Columbia's first "net-zero" house welcomes its first family
COLUMBIA - A family now lives in the city's first "net-zero" house on West Ash Street.
Dusti Mitchell is the new homeowner and said she likes seeing her energy bill every month.
"I'm paying next to nothing for my summer bills," Mitchell said. "Pretty much nothing."
That's because the city designed the house to sustain itself, meaning it should produce as much energy as it uses.
But Columbia's Housing Program's Supervisor Randy Cole said, during the summer months, the house will produce more energy than it needs.
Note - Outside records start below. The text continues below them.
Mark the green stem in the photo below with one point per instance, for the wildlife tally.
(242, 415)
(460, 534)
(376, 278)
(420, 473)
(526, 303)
"The house will bank credits whenever the solar panels are producing more energy than the house uses," Cole said. "In the summer months we're going to see a lot more solar production because the sun is out longer. So in the winter, when the house may be be using more energy to heat the home, hopefully those credits will help carry them through the winter."
The house features triple-pane windows, LED lights, and a solar-powered, multi-split heating and cooling system.
"It's really neat, because I can just heat or put AC on the room exactly the temperature that I want," Mitchell said.
She said the energy-saving features like the multi-split heating and cooling system are what first piqued her interest in the house.
"When I walked in, walked around, I saw this house and I'm like 'this is the best house, this is perfect house for me, I know it,'" Mitchell said.
She said her kids refer to their new house as the "cool house" and enjoy playing in the newly fenced yard.
Mitchell calls the net-zero home her "forever home."
The city of Columbia teamed up with Habitat for Humanity and Peoples' Visioning two summers ago to build the net-zero home.